Comment 6 Peter Klotz 2007-09-13 09:42:14 UTC

2.6.18-47 performs more or less equal to 2.6.18-8:

[root@brain vmtest]# uname -a
Linux brain.tilak.ibk 2.6.18-47.el5 #1 SMP Tue Sep 11 17:46:21 EDT 2007 x86_64
x86_64 x86_64 GNU/Linux
[root@brain vmtest]# dd if=3GBtest of=/dev/null
6291456+0 records in
6291456+0 records out
3221225472 bytes (3.2 GB) copied, 19.4392 seconds, 166 MB/s
[root@brain vmtest]# dd if=/dev/zero of=1GBtest bs=1M count=1024
1024+0 records in
1024+0 records out
1073741824 bytes (1.1 GB) copied, 7.1683 seconds, 150 MB/s

Tomorrow we will shutdown our production machine and test it with 3GB RAM under
RHEL5. This should confirm or rule out the firmware as the origin of our
performance issues.

Comment 7 Herbert L. Plankl 2008-07-07 08:29:23 UTC

Now we've updated our production machine from RHEL4U4 to RHEL5.2. The parallel
I/O performance remains really poor (in comparison to RHEL4U4).

machine: see comment #1
OS: RHEL5.2 x86_64
VMware: VMware-server-1.0.6-91891
kernel: 2.6.18-92.el5

Comment 9 Mike Miller (OS Dev) 2008-11-10 16:16:55 UTC

What controller is being used?

Comment 10 Peter Klotz 2009-01-20 12:39:31 UTC

It is a HP Smart Array 6i RAID Controller (see Comment #1).

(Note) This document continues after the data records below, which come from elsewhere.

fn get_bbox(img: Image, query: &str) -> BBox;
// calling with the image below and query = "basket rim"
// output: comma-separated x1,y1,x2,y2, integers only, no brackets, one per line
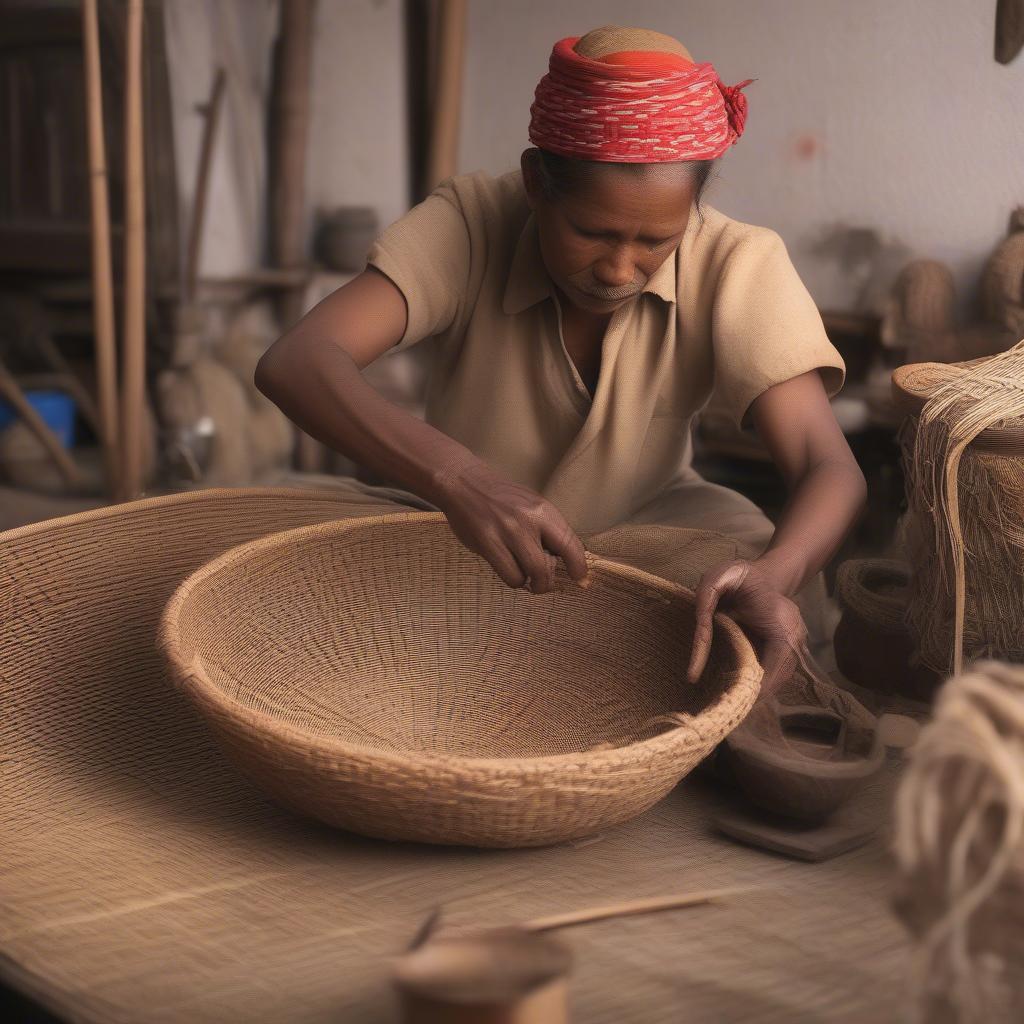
891,358,1024,451
157,510,762,771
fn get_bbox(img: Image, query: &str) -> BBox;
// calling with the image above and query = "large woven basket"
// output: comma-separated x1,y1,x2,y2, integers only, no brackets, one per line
891,347,1024,676
158,511,761,848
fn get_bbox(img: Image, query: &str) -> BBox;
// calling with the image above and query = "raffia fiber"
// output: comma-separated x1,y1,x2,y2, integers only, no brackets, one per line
893,338,1024,677
158,511,761,848
0,487,912,1022
893,659,1024,1023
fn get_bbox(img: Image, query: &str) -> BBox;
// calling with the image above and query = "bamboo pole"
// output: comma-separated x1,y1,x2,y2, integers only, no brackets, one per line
81,0,119,496
268,0,318,470
119,0,146,501
184,67,226,302
424,0,467,193
269,0,314,297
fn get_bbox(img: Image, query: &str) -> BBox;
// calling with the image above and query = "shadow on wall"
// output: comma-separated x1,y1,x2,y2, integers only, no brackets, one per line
811,226,914,316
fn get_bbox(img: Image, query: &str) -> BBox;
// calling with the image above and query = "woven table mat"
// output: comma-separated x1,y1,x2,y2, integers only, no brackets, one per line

Comment 11 Kazuo Ito 2010-06-10 11:58:51 UTC

This might be the same as, or somewhat related to Bug 237605,
closed because we haven't paid enough attention to it...

I would like to suggest re-running of the test after
changing the value of /sys/block/<device>/queue/nr_requests
to its old default, 8192, or something lower,
yet still higher than the current default of 128.

Comment 12 Tom Coughlan 2012-07-20 22:02:15 UTC

No reply since June '10. Assuming this is resolved. Closing.